Saturday, April 10, 2010
On February 12, SkillSoft PLC (SKIL) agreed to be acquired by a consortium of Berkshire Partners, Advent International Corp, and Bain Capital for $10.80/share, an 11% premium to SKIL’s prior close. The transaction requires approval from a majority of SKIL shareholders, assuming at least 75% of them vote. A go-shop provision allowed SKIL to solicit alternative proposals until March 6. SKIL hosted a conference call to discuss the $1.1 billion deal, which set the tone for a trade that caught investors by surprise. Let us take a look at this risk arbitrage example.
As with most deal calls, the interesting part began with the Q&A. Of course management is in favor of the deal, or else there would be no agreement. We obviously have our own opinions on deals, but it is imperative to know how others perceive a transaction, and the Q&A portion is the first chance to discern their thoughts. Right off the bat, the questions force management to take a defensive stance. How well was the company shopped to other bidders? How did you arrive at the low takeout valuation? Why are you selling now, instead of a year down the road, when the sales that you said would pick up will be higher?

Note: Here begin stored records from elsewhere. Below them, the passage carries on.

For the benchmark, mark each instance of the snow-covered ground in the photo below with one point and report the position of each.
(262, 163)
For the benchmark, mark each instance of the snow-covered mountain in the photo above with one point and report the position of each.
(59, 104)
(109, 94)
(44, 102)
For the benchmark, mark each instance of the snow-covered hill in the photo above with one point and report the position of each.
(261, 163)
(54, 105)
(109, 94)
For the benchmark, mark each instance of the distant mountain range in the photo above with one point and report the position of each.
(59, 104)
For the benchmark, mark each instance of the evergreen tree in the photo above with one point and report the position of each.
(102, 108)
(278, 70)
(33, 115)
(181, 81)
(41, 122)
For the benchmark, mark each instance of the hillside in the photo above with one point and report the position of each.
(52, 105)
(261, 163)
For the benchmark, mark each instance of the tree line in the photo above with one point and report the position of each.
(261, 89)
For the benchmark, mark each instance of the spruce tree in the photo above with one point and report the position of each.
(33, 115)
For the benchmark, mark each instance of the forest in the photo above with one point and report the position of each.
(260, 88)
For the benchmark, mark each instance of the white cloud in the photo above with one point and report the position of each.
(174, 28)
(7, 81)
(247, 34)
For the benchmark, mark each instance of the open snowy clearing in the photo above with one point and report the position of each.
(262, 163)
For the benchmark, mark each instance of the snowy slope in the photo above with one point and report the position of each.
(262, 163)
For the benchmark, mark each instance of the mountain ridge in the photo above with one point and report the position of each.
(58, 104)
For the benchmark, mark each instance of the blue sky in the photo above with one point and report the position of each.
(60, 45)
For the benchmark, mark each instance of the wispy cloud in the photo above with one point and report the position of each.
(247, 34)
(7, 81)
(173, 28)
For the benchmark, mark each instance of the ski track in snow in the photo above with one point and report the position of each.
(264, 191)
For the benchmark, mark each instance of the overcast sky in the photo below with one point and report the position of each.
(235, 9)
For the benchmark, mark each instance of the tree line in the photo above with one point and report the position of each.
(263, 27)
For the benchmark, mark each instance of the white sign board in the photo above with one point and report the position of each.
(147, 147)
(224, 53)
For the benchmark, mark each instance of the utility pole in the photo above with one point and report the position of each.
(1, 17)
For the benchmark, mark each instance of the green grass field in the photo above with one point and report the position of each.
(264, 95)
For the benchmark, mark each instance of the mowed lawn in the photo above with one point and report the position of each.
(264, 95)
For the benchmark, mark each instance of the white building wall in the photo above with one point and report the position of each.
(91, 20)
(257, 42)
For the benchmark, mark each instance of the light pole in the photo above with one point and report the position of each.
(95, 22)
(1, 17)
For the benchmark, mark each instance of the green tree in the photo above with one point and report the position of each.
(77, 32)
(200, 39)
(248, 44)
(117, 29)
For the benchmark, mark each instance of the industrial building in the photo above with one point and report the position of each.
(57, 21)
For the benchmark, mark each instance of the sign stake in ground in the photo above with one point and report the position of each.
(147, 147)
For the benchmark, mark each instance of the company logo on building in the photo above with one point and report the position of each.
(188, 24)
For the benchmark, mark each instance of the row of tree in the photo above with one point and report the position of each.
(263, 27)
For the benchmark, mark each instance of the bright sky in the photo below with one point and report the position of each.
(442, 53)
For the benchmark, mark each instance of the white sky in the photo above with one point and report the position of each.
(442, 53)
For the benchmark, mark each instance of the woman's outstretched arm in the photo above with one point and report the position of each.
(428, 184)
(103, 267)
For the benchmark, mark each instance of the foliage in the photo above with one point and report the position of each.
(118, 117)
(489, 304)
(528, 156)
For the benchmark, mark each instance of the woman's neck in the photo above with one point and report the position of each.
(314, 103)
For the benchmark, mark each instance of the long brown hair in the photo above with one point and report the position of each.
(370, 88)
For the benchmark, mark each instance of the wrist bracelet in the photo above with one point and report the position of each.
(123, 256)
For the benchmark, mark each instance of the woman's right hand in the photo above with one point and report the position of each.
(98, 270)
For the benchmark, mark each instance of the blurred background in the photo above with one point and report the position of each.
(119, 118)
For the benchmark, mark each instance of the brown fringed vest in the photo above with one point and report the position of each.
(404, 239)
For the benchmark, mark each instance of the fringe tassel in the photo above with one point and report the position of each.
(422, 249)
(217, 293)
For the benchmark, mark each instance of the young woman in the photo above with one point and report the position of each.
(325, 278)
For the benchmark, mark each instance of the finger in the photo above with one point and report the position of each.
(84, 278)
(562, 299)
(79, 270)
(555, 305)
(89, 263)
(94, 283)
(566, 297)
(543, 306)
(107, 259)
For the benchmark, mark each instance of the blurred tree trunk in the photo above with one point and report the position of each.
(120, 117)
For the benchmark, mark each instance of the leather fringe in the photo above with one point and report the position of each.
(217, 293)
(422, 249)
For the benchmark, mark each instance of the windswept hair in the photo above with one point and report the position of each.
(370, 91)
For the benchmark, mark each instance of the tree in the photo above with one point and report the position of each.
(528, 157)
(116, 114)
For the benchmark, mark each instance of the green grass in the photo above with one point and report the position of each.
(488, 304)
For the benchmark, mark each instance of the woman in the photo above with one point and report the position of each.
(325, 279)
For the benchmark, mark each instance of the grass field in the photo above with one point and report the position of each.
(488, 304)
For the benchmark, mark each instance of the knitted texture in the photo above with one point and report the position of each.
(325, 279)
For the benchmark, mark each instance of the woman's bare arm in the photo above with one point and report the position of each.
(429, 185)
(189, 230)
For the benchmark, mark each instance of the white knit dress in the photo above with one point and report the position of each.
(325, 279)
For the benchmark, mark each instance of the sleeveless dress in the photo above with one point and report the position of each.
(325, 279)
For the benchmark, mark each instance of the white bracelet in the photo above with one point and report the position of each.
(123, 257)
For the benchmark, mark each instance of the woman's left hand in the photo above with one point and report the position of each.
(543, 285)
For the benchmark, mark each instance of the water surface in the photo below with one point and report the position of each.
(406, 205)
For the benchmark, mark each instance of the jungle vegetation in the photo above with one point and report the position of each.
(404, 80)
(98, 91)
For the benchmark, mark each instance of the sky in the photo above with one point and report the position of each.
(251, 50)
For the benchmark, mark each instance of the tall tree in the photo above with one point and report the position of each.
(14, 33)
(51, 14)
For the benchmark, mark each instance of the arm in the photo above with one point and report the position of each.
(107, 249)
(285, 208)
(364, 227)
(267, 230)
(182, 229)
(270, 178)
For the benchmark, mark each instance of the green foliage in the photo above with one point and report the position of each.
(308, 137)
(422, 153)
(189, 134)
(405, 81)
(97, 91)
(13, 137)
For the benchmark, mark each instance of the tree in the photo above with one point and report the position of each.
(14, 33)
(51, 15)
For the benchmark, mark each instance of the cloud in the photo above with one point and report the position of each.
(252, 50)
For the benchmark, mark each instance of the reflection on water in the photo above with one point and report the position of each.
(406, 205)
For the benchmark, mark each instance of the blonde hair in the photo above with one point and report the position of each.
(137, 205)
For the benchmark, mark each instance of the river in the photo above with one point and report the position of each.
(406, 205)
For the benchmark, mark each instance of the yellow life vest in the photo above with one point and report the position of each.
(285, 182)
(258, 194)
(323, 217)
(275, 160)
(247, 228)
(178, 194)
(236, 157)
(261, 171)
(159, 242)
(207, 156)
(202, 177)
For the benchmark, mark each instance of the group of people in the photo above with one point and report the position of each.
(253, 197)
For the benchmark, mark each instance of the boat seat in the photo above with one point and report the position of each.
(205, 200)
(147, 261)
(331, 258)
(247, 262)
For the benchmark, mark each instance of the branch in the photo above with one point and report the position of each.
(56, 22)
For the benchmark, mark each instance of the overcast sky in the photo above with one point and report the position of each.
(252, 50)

Did you discuss the deal with any of your largest shareholders before signing? (The answer was no.) Even the largest shareholder chimed in, which rarely happens on deal calls. “Just out of curiosity, why weren’t the larger shareholders consulted?” After an unsatisfactory answer, the 22% holder said to the CEO “would you mind coming to see me?”
You understand the general tone. Investors are displeased, and the largest shareholder is unimpressed and surprised. So now, all eyes are on the go-shop period. The day the deal was announced, SKIL closed at $11.03/share, a spread of -2%. The spread was negative for the entire go-shop period, and SKIL peaked at $11.29/share (-4.3%) on March 9, as the market knew the go-shop expired, and announcement of a superior proposal was anticipated. The following day, SKIL provided an update on the process and said that Credit Suisse contacted 45 parties on SKIL’s behalf, entered 10 confidentiality agreements, and received one conditional preliminary proposal for an offer above $10.80/share, but no formal offer was made. So there it is. The company was shopped to third parties and no one took the bait, and SKIL immediately fell to $10.71/share.

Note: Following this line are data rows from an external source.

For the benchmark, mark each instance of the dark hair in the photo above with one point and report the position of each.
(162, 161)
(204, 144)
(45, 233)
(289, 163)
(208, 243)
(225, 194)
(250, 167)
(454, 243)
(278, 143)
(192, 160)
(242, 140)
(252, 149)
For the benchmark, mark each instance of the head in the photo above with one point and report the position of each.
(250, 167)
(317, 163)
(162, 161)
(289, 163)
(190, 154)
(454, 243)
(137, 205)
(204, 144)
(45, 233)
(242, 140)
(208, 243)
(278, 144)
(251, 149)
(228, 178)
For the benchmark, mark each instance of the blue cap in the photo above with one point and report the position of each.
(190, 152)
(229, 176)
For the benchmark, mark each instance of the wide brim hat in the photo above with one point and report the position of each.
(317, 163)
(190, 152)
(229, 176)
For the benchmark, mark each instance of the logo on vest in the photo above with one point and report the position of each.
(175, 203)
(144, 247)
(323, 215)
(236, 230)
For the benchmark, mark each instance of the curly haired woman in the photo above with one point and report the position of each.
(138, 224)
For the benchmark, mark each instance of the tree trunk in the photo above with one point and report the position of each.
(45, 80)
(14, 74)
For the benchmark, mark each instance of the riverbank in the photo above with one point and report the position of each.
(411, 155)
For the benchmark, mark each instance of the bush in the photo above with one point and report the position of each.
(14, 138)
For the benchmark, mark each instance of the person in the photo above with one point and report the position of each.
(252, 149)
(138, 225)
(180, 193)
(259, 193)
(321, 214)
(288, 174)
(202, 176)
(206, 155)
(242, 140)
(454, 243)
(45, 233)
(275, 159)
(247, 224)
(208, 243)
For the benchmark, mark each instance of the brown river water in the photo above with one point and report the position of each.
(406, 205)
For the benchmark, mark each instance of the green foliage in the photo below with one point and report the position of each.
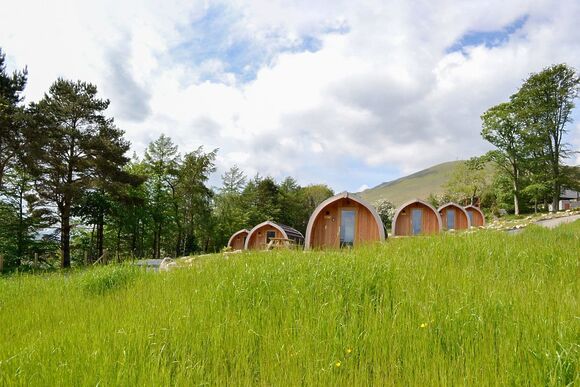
(483, 308)
(469, 181)
(12, 120)
(530, 133)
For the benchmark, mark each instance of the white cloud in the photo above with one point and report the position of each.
(381, 94)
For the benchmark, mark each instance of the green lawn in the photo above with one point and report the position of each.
(481, 308)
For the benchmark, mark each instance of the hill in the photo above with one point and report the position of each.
(483, 308)
(418, 185)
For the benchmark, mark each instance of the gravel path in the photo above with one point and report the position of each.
(551, 223)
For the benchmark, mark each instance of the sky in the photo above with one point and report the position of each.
(346, 93)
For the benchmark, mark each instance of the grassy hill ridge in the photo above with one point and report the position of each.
(417, 185)
(482, 308)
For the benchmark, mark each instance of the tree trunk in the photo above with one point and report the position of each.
(20, 236)
(65, 236)
(100, 234)
(516, 190)
(555, 197)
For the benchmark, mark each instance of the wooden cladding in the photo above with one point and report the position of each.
(324, 227)
(238, 240)
(476, 216)
(259, 237)
(453, 216)
(416, 218)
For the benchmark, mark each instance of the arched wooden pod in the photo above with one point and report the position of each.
(475, 215)
(416, 217)
(343, 219)
(454, 213)
(258, 236)
(238, 239)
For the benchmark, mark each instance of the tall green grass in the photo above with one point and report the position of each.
(473, 309)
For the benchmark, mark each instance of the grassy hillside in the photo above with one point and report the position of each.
(482, 308)
(418, 185)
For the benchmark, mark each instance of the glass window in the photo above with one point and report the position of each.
(417, 221)
(450, 218)
(347, 227)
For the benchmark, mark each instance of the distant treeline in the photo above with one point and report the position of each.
(69, 192)
(527, 169)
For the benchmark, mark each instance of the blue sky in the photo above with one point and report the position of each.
(337, 92)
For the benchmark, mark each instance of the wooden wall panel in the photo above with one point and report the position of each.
(238, 242)
(326, 229)
(460, 217)
(430, 224)
(477, 219)
(258, 237)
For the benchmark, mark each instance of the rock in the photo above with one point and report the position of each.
(167, 264)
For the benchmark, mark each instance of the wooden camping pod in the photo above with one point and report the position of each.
(259, 236)
(453, 216)
(475, 216)
(416, 217)
(343, 219)
(238, 239)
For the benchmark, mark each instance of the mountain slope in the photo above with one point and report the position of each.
(418, 185)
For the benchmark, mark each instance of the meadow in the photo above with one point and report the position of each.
(482, 308)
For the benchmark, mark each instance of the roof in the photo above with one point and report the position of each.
(344, 195)
(236, 234)
(287, 231)
(472, 207)
(461, 208)
(569, 194)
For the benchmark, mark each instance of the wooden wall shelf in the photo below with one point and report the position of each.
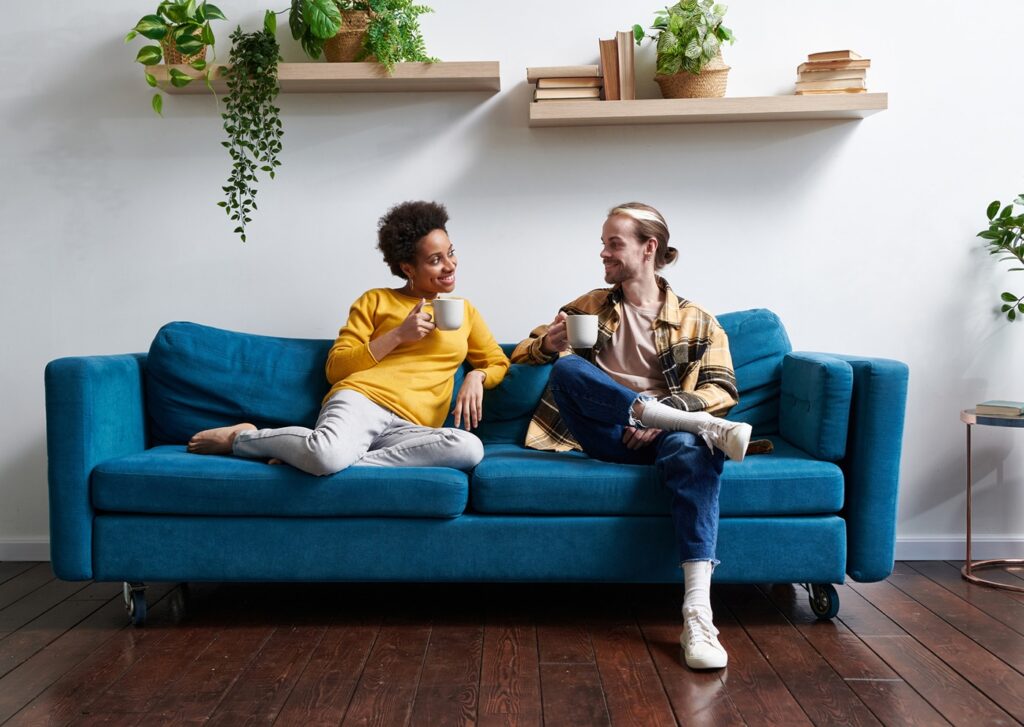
(358, 78)
(697, 111)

On March 12, SKIL held its earnings call, and during the Q&A, the issue of shareholder approval arose again. Management said they had spoken with shareholders “both large and small”, and they are “feeling very good” about the April 6 shareholder vote. So with a 22% holder who sounded unimpressed by the deal initially, one would think that said holder’s blessing was secured in order for management to have such optimism. The spread should be tight, right? Wrong. As late March 29 SKIL was trading at $10.18/share, a 6% spread, for a deal that should close in two months. That is too wide, so we must be missing something. Reviewing the conference call transcript, we can determine one of two things. By saying that they are comfortable with the shareholder vote, management is either lying, or they are not disclosing all of the information they have. With a 6% spread, arbs were pricing in a low probability that the deal closes. It would be much tighter if there were any confidence in the vote. It’s tough to be a buyer (will the vote be successful?) or a seller at this point (SKIL’s downside valuation is attractive).
On April 1, with arbs’ hands behind their backs, and the vote a few days away, SKIL announced that the offer price was revised from $10.80 to $11.25/share. The vote was rescheduled from April 6 to April 29. Columbia Wanger Asset Management, the largest holder, entered a voting agreement in favor of the new terms. The offer was increased because SKIL thought the likelihood of success with the original deal was insufficient. SKIL closed that day at $11.10/share, for a spread of 1.3%. Not only did the market not expect a higher offer, which the 6% spread indicated, but you have to give credit to Columbia Wanger and the other parties involved for not showing their hand. The event-driven space is so used to having leaks that it is a shock when people don’t have an idea of what is going on behind the scenes.
The lesson here is that shareholders matter. If deal parties do not consult with, and receive voting agreements from, shareholders before a transaction is announced, then they better be sure that the valuation is attractive enough for the holders to agree with ex post.